More than $6 million will be used to pay for the off-site disposal of materials from the site, and $4.2 million will be used to build a containment barrier and treatment system to control groundwater.
The hazardous materials on the site which may require off-site incineration include approximately 2,255 55-gallon drums of chlorinated benzene waste consolidated from various tanks, vessels, and sumps, and 300,000 gallons of sludge containing mixed chlorobenzene waste from the on-site waste water treatment plant. In addition, approximately 405 tons of lime and miscellaneous materials from the on-site warehouse will be transported off-site for disposal or reuse.
To contain contaminated groundwater, EPA will build a circumferential wall, similar to a giant underground bath tub. Extraction wells will withdraw water from inside the wall and send it to the treatment system.

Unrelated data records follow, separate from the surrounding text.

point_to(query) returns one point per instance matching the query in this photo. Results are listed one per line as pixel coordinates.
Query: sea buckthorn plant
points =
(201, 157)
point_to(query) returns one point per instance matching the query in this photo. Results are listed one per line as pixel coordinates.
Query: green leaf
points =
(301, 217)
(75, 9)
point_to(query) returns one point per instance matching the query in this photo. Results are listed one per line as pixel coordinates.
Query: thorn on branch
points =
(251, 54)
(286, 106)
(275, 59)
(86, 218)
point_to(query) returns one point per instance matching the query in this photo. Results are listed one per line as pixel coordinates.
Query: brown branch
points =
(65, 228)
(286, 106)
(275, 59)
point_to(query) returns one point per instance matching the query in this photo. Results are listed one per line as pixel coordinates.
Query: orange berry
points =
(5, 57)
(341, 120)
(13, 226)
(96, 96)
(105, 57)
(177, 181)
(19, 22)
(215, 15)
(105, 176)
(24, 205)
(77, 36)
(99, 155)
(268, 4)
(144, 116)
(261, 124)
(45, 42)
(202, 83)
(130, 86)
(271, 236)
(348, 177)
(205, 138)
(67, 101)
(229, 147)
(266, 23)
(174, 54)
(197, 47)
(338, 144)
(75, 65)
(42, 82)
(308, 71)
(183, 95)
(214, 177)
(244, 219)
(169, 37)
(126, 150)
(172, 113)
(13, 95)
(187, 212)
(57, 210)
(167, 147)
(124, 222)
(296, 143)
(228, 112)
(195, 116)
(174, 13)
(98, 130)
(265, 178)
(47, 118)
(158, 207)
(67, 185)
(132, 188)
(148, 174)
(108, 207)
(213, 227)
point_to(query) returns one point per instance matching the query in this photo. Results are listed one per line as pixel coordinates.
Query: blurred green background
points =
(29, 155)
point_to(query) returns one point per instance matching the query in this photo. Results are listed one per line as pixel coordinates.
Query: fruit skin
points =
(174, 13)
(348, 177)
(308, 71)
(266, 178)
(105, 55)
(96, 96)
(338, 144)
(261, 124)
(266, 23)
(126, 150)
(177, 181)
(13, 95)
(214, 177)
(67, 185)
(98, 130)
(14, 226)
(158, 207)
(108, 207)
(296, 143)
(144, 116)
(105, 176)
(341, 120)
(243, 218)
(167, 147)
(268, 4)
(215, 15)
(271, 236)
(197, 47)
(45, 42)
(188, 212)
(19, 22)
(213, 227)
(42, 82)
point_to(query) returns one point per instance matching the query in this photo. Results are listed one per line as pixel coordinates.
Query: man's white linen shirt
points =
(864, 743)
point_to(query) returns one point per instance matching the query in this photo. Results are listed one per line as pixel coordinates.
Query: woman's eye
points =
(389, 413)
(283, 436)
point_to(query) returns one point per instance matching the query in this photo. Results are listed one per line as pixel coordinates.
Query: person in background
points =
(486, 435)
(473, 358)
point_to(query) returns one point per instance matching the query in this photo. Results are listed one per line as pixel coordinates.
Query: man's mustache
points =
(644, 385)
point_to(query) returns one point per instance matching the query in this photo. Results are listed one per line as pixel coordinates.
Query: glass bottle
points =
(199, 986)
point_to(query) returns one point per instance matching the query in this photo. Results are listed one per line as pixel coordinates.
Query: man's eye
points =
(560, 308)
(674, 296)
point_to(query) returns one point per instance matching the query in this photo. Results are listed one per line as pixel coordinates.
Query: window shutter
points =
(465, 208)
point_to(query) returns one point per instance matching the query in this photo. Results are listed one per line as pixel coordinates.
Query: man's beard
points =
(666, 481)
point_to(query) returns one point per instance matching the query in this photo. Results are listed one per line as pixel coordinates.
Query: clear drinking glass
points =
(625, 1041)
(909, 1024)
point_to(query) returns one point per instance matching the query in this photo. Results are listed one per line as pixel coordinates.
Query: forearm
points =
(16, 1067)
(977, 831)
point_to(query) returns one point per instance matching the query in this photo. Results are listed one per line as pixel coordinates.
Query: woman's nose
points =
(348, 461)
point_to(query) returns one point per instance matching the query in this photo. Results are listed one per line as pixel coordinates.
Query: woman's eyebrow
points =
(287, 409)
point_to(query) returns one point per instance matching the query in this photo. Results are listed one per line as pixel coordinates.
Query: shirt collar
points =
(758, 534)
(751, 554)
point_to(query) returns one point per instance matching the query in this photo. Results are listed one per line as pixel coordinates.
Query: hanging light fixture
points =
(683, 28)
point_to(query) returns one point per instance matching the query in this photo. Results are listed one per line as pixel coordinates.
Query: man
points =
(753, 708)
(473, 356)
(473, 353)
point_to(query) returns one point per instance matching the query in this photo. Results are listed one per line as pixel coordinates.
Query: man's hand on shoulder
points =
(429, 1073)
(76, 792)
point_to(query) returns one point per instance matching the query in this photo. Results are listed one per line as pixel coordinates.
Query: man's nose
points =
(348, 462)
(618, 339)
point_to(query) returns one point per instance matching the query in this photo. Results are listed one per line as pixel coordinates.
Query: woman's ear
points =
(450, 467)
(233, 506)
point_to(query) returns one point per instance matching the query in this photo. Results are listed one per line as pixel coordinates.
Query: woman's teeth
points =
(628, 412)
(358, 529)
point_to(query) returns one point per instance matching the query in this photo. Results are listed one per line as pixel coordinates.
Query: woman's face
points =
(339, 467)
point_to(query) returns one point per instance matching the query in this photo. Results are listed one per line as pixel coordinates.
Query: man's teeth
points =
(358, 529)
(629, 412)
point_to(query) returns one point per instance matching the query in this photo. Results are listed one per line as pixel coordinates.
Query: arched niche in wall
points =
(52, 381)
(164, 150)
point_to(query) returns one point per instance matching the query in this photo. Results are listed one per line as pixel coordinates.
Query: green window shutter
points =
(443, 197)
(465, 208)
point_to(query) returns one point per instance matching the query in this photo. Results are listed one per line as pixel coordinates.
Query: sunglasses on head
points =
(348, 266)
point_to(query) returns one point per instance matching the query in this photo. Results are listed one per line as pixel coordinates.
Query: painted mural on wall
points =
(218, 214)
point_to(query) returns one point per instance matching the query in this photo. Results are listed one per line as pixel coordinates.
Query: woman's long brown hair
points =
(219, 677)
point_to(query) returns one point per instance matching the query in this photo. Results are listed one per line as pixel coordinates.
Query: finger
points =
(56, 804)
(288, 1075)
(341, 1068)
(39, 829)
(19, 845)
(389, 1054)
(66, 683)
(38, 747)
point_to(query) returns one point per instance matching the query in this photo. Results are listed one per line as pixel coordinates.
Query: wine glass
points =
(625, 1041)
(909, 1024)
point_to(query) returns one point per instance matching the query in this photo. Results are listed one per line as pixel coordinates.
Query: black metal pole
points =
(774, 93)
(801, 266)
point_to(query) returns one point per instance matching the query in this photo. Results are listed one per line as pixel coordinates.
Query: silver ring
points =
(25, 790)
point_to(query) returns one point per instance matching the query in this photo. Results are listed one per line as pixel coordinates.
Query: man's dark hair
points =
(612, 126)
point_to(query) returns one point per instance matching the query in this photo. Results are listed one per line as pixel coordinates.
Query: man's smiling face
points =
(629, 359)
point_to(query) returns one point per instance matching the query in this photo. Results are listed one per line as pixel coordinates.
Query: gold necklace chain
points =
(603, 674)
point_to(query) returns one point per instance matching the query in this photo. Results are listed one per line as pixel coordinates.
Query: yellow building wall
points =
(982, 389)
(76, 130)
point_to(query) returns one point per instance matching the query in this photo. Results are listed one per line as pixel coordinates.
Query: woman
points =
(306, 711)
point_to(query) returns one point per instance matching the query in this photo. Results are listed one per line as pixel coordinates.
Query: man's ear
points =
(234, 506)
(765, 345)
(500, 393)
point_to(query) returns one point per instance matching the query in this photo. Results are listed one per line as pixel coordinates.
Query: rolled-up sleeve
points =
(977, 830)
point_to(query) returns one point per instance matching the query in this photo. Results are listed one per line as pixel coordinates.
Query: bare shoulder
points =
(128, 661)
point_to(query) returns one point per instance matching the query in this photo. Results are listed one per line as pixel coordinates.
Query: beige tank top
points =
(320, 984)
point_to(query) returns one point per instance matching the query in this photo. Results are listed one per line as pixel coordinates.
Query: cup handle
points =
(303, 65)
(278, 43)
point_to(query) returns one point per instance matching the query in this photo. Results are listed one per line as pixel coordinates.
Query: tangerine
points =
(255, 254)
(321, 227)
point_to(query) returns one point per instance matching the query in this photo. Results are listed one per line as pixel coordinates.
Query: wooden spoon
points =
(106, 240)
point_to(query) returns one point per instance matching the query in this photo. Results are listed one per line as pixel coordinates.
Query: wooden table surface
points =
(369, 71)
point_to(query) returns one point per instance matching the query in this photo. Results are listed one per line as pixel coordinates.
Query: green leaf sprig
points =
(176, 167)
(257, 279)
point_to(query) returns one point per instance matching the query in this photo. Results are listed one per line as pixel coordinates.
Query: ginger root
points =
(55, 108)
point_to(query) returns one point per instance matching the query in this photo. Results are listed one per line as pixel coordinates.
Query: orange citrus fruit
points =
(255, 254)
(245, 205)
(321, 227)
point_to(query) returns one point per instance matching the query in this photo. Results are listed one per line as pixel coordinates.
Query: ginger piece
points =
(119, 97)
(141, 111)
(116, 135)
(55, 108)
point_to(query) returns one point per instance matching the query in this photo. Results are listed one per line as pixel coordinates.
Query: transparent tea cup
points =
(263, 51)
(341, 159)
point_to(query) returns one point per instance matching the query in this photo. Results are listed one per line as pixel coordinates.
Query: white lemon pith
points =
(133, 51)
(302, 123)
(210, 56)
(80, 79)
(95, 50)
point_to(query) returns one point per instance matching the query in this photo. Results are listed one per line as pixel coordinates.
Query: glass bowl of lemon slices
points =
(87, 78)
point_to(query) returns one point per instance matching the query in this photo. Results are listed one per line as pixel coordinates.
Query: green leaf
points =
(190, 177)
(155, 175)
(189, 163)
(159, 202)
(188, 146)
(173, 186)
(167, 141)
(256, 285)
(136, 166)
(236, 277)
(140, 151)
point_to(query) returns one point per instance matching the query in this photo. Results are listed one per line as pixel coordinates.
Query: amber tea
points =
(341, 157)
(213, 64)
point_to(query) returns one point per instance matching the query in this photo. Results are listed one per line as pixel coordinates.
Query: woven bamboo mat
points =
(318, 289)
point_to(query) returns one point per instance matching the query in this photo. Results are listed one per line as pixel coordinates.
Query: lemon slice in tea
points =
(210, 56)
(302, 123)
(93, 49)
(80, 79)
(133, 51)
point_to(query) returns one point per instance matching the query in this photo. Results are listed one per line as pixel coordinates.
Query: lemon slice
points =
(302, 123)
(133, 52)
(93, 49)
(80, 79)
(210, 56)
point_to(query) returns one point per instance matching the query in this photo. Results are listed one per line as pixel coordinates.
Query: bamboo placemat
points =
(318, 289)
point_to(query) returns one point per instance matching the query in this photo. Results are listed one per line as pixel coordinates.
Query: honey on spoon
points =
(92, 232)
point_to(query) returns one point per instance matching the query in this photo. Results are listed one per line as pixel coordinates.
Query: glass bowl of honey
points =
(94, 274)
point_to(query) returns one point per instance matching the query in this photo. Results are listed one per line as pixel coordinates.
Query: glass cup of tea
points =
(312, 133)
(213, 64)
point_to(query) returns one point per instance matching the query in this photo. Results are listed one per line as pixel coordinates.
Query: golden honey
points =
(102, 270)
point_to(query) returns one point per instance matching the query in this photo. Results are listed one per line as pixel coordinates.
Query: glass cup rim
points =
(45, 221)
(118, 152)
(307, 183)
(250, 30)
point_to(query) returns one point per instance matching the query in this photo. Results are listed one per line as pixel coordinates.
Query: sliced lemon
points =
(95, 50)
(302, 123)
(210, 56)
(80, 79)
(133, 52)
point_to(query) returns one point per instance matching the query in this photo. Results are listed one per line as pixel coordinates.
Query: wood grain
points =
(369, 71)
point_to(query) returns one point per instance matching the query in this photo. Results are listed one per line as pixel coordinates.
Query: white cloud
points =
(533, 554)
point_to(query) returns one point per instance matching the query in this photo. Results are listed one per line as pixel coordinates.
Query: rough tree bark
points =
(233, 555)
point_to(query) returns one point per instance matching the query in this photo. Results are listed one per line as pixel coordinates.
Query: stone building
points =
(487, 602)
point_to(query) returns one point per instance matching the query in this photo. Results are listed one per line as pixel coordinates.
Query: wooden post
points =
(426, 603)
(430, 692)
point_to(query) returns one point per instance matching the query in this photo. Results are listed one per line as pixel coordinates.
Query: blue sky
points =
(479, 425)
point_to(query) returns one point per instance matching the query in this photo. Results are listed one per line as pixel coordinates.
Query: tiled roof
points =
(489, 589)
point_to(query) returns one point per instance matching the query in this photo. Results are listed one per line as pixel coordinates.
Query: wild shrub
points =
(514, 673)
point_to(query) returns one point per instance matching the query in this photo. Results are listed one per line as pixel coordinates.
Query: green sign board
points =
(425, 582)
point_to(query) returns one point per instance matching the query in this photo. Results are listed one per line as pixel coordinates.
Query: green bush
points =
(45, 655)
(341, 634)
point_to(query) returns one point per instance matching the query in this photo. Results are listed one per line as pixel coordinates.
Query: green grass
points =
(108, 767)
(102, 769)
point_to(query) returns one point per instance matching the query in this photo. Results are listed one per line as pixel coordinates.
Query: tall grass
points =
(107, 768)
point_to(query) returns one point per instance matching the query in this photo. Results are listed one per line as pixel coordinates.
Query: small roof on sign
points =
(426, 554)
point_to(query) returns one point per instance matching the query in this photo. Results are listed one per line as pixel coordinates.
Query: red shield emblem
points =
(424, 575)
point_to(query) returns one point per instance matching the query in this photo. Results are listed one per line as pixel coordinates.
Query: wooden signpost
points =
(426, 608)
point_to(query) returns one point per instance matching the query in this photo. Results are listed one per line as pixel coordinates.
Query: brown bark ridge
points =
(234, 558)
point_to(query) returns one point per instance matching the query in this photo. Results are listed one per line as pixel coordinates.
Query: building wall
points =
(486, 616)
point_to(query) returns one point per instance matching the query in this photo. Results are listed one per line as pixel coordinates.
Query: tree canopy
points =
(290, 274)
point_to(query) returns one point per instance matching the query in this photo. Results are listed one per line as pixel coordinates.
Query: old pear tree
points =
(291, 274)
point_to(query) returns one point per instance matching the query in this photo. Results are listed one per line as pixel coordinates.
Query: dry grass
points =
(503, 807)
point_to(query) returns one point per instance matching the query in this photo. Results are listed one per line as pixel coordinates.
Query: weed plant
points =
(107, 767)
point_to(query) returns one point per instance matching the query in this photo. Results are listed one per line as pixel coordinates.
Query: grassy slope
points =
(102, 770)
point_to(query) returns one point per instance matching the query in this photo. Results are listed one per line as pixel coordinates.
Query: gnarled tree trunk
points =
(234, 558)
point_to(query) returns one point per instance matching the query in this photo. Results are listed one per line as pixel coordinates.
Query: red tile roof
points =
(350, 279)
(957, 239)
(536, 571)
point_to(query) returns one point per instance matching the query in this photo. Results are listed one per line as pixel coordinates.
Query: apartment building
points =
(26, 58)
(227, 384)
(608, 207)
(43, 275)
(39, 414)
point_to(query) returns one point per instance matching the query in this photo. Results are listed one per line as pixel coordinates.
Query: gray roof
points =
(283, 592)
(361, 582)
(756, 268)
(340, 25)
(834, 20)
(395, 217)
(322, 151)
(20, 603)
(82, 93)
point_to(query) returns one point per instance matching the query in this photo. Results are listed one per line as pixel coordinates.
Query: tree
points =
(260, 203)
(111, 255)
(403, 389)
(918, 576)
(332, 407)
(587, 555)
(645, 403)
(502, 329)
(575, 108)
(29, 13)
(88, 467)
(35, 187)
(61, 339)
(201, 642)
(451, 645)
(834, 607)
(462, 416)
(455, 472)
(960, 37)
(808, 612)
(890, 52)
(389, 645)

The treated water will then be discharged to the Delaware River under the conditions of a state-issued National Pollution Discharge Elimination System (NPDES) permit as required under the federal Clean Water Act. Construction will begin in 2006.
Chlorinated benzene materials were manufactured at the site from 1966 until May 2002 when Metachem abandoned the facility and declared bankruptcy. Since that time, EPA and DNREC have conducted extensive stabilization activities at the site. More than 8.4 million pounds of benzene and chlorinated benzene products have been returned to productive use through sales to manufacturing companies. Nearly 6 million pounds of wastes have been sent off-site for disposal, and more than 72 million gallons of contaminated water have been treated.